こちらは歴史的建築物でありながらも街の風景である事を選択し、一般に開放され、ライブ、イベントなどでの利用も可能な施設だそうだ。録音エンジニアはテニスコーツ『ときのうた』も担当した西川文章。ピアノとスティールパンのぶつかり合いを最良の形で拾い上げる素晴らしい仕事である。ドアの開閉音、足音、階段の軋み、窓の外からこぼれてくる声、生活の音を、街の記憶を、めいっぱい吸い込んで鳴らされたピアノとスティールパンのアンサンブルの心地よさは1級品のアンビエンスだ。まだ半分夢の中な早朝、暖かい日差し立ち込める昼、チルしていきたい真夜中、どんなシーンにもはまってくれる環境音楽。そして、うつくしきひかりが新しいアンビエントミュージックと言えるのは、ポップスとしての強度を持った歌と言葉がそこにあるにも関わらず、なお環境音楽として成立している点だろう。片想いやザ・なつやすみバンドでもいかんなく発揮されている2人のポップソングライティング能力はこのアンビエントミュージックにおいてもぶれる事なく強く美しい。そして更に驚異的なのは、アンビエントでありポップスであるこの音源はコンセプトアルバムでもあるという事だ。冒頭「うつくしきひかり」から最終曲「夜」は朝から夜までの時間の流れを描いている。
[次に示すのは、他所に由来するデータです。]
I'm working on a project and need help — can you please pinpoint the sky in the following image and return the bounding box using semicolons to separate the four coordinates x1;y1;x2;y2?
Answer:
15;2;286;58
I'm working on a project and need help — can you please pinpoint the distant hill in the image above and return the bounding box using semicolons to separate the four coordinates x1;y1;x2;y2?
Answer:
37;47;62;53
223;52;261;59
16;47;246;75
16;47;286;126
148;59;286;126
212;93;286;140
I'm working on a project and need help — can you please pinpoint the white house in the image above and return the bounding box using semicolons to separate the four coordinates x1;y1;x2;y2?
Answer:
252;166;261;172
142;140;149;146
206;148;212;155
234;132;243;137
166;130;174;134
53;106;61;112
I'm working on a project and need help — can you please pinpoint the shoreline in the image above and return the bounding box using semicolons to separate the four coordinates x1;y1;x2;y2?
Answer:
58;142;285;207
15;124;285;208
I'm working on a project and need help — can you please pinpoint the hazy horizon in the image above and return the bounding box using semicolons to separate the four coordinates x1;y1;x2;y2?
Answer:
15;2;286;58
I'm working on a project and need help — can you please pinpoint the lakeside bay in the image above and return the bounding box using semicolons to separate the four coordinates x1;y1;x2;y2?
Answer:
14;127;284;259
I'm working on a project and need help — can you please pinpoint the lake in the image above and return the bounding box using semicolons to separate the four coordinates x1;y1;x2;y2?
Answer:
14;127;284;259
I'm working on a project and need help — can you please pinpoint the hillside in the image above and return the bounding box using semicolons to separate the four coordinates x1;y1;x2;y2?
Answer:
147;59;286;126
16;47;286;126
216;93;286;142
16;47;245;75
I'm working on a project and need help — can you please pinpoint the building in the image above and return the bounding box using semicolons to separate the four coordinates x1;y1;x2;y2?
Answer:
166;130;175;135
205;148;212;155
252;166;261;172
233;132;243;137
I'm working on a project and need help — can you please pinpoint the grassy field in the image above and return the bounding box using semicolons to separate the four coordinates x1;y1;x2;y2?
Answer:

呼びかけよう 始まりの言葉 おはよう 君に やっと会えたなんてね

と歌われる「うつくしきひかり」は朝の訪れと共に生命の誕生を祝福しているようでもある。そして、「黙祷」「セカンドライン」という曲を経て、これはいなくなってしまった人達送り出すために人生を鳴らしたアルバムでもあるのではないかと気付きハッとする。

騒ぎ出す虫達 風と君と美しい光 
全てを吸いこんで 音にしたらね 君はどんな顔するかな

風が騒いで街を揺らせば ぶつかり合う 記憶も匂いも 
抱いて持って帰ろう それで飾ってみる

私たちの生活に針を落としたらどんな音がするのだろう。過去も現在も未来も、喜びも悲しみも、鳥や虫の鳴き声、風も光も全て吸い込んで音にしたならば、そのメロディーはセカンドラインニューオーリンズ発祥の葬儀のパレード)のように「ここにいない人」を追悼し、「ここにいる人」に一筋の希望を与える。

傷つけ合う すれ違う 言葉になれない事
こっそりと祈ってるよ 綺麗事じゃなくて

エリック・サティの提唱した「生活の中に溶け込む音楽」=「家具の音楽」という思想は、ここ日本、東京にてうつくしきひかりという新しい形で実を結んだ。ぜひあなたにも聞いて欲しい。